Sim, sou eu essa mulher que sem nenhum receio, pede de maneira afável, que joguem o lixo no lixo.

Sim, sou eu essa mulher que muitos recebem com sorrisos benevolentes, quando peço-lhes que deixem a calçada livre para o povo unaiense passar!

Sim, sou eu essa mulher que se indigna quando decepam as poucas árvores do nosso cerrado, ou quando mutilam seus galhos, tirando-lhes a beleza verdejante.

Sim, sou eu que amo flores e derramo lágrimas na primavera unaiense – primavera sem cores, sem perfumes… amores imperfeitos.

Sim, são minhas estas lágrimas doídas que se juntam às águas do Rio Preto, com saudades dos peixes dourados, amarelos brilhantes como a luz das estrelas.

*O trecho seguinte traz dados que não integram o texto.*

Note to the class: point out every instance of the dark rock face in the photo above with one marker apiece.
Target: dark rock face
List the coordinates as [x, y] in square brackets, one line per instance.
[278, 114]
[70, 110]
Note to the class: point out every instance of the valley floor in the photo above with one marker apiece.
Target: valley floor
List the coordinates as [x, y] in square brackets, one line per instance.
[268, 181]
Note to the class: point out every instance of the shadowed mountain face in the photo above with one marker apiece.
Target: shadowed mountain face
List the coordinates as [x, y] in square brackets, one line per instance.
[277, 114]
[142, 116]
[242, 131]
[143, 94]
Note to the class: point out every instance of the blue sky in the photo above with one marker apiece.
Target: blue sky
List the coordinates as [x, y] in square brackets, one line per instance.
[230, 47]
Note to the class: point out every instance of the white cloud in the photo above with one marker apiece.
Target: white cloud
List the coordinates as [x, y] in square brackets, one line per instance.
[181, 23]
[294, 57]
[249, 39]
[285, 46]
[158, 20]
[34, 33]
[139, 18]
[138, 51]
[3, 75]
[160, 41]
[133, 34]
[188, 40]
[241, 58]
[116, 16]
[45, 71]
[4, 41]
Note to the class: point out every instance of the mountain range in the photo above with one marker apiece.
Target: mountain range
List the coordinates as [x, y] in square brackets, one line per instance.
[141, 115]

Sim, são minhas estas palavras… são meus estes olhos cheios de encantamento pelas esculturas que o tempo molda nas grutas, e que poucos têm a oportunidade de contemplar.

É minha essa fome de educação, de cultura, de flores, de sombras…

Nada é só meu… Nem os sonhos, nem os pesadelos. Temos em comum a esperança de uma evolução de mentalidade, para que aconteça uma verdadeira transformação em nossos hábitos.

A verdade é que sei que essas fomes não são só minhas, são nossas, e por isso acredito no despertar unaiense.